以前にはよく見られた猛禽類の一部は、野鳥の森散策路や鳥のみちができるまで、一帯では観察できない状態がしばらく続いていたそうです。サシバをはじめとする猛禽類は、上空高く飛翔しながら、地上で動く小動物や爬虫類などを見つけ、捕食することで食物連鎖の頂点の地位を保つのです。
いくら広い樹林地や原野があっても、それが藪に覆われ、地上で動く獲物が上空から見えないのでは、猛禽類の生息環境にはなりえません。
守谷野鳥の森散策路ができ、鳥のみちが整備されたことで、守谷市の上空には再びサシバが姿を現すようになり、ついには繁殖までするようになりました。このニュースは守谷野鳥の森散策路や鳥のみちづくりという、本来的な意味でのビオトープ環境づくりの方向性の正しさを、見事に証明しているといえます。
10人のサムライたちの1人に、池田昇さんがいます。池田さんは市内の小学校の元校長先生で、「小さな鳥の資料館」を自宅で運営し、守谷で見られる野鳥の観察・研究だけでなく、茨城県鳥獣センターからの委嘱で、各種野生鳥類の保護活動なども行っています。
小さな鳥の資料館を訪れると、庭先にはケージがいくつもあり、猛禽類を中心に保護された野鳥たちが野生に帰るまでのリハビリ期間を過ごしています。サシバが再び姿を現した一帯の環境は、同時に野生鳥獣のリハビリにも適した環境を取り戻したといえるでしょう。

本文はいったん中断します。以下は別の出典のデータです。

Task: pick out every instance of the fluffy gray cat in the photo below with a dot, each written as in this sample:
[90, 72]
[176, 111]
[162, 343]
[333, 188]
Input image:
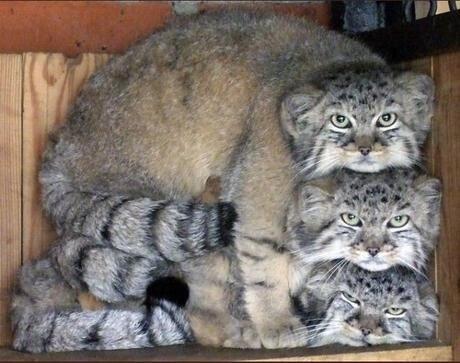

このようにさまざまなことがうまく回転しはじめたとはいえ、大きな課題も残ります。10人のサムライたちのさらなる高齢化です。
後継者の一刻も早い育成が期待されますが、一方では、10人のサムライたちの黙々と働く姿から薫陶を受けてきた地元の小中学生たちが、続々と大人の仲間入りをしています。
彼らのなかには今も野鳥の森散策路や鳥のみちの清掃作業に参加し、後輩たちや大先輩たちの労をねぎらいに訪れる例が珍しくないといいます。
彼らの世代が結婚し、子どもを持ち、子どもを伴って野鳥の森や鳥のみちを訪れ、体験談をまた次世代に伝えはじめるころには、より広い視野で地域環境を考え、それを実行に移すような新たな担い手も登場してくるかもしれません。
子どもたちへの影響だけでなく、10人のサムライたちが鳥のみちづくりを半年で成し遂げたインパクトは、各方面に波及効果を及ぼしています。例えば鳥のみちとともに、野鳥の森散策路が再び脚光を浴びるようになり、休日などに市内外からウォーキングや自然観察に訪れる人が格段に増えたそうです。
守谷市の「ふるさと納税プログラム」において、市が呈示する使用目的の筆頭に「自然環境および緑化の推進に関する事業」が挙げられるようになったのも「守谷野鳥の森散策路・鳥のみち」効果といえるでしょう。
同時に全60ヘクタールにもおよぶ「守谷野鳥の森散策路・鳥のみち」周辺の民有地を、守谷市が保全を前提に長期借地する事業も今年度からはじまり、市職員が全庁的に作業支援に参加することになったそうです。
守谷野鳥の森散策路づくりの最初の活動開始から16年目。本当の意味での市民主導による良好な緑地保全、自然環境の維持体制が守谷市ではいよいよ根付き、新たなツボミが次々に発生しはじめている。そんな思いが強く印象づけられた取材でした。